In essence, we have the perfect tool for enforcing narrative consistency! Using our system, we can take a particular simulation, and generate the optimal lineup given that simulated result. If in simulation 1, Max Verstappen wins, perhaps he’s the optimal captain. But if in simulation 37, Max wins and Lance Stroll podiums, perhaps Lance is the optimal captain, and Max consumes the biggest chunk of your remaining salary. Both lineups will be completely narrative consistent. Instead of you guessing at the best way to keep everything straight, you have an optimizer parsing the complexity for potentially thousands of possible outcomes.
And that’s something to consider as well—the number of narratives you should try to maintain.

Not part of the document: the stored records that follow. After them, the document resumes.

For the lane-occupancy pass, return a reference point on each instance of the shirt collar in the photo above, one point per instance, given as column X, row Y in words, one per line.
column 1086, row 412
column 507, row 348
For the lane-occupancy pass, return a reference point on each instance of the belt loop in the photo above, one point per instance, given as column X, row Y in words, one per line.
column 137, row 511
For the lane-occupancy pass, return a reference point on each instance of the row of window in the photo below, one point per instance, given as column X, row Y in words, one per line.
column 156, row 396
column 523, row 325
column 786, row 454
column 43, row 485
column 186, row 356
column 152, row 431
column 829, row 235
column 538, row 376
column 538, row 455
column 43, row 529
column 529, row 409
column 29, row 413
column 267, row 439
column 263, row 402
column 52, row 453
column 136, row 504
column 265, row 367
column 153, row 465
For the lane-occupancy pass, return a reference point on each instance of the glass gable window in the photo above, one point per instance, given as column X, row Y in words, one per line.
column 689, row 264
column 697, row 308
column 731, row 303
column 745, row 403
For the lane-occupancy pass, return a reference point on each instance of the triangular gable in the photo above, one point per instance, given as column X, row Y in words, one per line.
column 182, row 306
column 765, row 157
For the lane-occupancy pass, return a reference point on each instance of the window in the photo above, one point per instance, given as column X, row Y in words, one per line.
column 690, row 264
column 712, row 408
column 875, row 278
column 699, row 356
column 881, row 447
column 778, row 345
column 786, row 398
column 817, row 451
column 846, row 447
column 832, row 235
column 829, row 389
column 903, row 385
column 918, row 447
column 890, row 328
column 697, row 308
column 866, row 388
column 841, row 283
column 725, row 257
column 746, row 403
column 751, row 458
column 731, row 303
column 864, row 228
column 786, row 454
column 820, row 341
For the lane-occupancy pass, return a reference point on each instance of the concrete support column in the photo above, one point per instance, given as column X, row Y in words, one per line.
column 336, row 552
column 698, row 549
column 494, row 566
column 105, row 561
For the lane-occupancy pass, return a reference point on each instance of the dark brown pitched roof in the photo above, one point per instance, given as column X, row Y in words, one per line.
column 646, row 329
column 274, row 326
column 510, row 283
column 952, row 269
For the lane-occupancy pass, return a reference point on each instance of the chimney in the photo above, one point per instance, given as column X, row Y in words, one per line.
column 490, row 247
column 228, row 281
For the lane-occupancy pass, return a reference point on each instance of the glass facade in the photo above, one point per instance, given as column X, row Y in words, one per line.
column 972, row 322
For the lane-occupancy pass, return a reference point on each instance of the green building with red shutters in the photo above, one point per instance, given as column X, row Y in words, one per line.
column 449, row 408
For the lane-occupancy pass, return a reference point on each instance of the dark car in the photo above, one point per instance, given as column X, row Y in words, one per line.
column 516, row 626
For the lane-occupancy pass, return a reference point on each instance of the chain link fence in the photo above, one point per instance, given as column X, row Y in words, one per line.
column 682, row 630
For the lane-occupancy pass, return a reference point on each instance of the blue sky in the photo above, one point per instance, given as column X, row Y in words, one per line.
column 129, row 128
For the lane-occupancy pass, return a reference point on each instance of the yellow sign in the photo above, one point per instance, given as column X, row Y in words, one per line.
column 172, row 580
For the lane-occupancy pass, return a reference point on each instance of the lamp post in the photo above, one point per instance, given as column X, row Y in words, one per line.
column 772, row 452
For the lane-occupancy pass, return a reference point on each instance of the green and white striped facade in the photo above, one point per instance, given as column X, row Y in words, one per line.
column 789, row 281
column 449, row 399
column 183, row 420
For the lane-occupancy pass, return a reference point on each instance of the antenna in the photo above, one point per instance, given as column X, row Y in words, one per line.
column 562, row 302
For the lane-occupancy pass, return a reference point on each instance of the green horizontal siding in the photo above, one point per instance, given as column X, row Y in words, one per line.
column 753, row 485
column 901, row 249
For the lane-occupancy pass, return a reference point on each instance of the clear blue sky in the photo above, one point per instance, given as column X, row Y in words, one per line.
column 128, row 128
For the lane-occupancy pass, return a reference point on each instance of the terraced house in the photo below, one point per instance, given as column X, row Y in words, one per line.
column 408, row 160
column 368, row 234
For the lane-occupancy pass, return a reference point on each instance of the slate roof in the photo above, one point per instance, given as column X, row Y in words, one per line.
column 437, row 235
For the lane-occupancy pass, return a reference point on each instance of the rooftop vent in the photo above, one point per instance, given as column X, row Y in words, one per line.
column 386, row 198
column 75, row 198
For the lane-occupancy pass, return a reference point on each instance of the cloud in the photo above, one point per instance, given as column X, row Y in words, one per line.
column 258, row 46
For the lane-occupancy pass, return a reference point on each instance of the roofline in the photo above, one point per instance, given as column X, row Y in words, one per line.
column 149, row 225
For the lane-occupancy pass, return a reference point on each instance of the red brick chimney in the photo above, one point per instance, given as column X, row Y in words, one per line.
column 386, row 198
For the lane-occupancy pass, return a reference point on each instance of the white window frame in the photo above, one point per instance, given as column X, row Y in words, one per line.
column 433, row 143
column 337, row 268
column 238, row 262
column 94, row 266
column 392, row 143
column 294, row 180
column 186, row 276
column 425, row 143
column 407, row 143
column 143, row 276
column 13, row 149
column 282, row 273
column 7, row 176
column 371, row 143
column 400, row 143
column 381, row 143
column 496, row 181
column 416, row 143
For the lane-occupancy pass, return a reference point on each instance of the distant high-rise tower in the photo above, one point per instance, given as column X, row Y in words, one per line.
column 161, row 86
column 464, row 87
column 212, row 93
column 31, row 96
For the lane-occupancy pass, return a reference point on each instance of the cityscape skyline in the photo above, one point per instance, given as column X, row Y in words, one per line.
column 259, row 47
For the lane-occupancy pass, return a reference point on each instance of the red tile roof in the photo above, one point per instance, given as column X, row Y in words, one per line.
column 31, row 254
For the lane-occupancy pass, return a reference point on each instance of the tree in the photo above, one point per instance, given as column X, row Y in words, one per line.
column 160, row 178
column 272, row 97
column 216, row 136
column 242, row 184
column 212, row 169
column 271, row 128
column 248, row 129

Each lineup should be narrative-consistent, but how many lineups and narratives do you try to synthesize? Ideally—as many as your contest host will let you! It’s a fools errand to believe that any one or handful of narratives stands meaningful odds of coming to fruition every race weekend. In addition to scaling easily to these demands, the simulation-to-optimized lineup approach automatically biases your basket of lineups towards the most likely narratives.
It’s important to note, at this point, that the first principle of lineup construction is in danger of slipping off the radar. By selecting a lineup that perfectly matches a single predicted result, there’s a chance that we’re creating big underperformance risk. If a given simulation has Valtteri Bottas finishing in the top-five—rostering the Kick Sauber constructor makes it very possible your lineup completely flops. And if we’re playing a 50-50 style game, we’re not playing to our payout structure. Yes, the simulation-to-optimized lineup approach does a good job of maintaining the straightforward narratives but isn’t so helpful for the nuanced narratives discussed regarding 50-50 games. After all, a single race simulation is going to have a definitive result. Max wins, or he doesn’t. That simulation, in isolation, won’t do too much to help you build “either Max or Lando will take P1” lineups.
The first principle requires that the process of using simulations to build lineups only be deployed for tournament-type contests—when you need to take a swing and beat the whole field. There, you care far more about building the best possible narrative and maintaining it. Or as established earlier, building the best set of possible narratives and maintaining them.
In a future article, we’ll discuss how we can use simulations to hone our lineups for 50-50 type games.
Conclusion
As noted earlier—playing DFS involves a whole mess of considerations. Payout structure and narrative are just two of the big ones. We didn’t even touch on how to tackle the biggest antagonist in DFS: the thousands of other folks generating lineups. You don’t win because you did a good job, you win because you did a better job than everyone else. But that’ll all come in good time. For now, thanks for reading, and enjoy Monza!
Actually, you totally can enter a blank lineup. I’ve done it by reserving entries and then blissfully beginning a dinner date that ran through the start of the slate. It’s heartbreaking, and I don’t recommend it.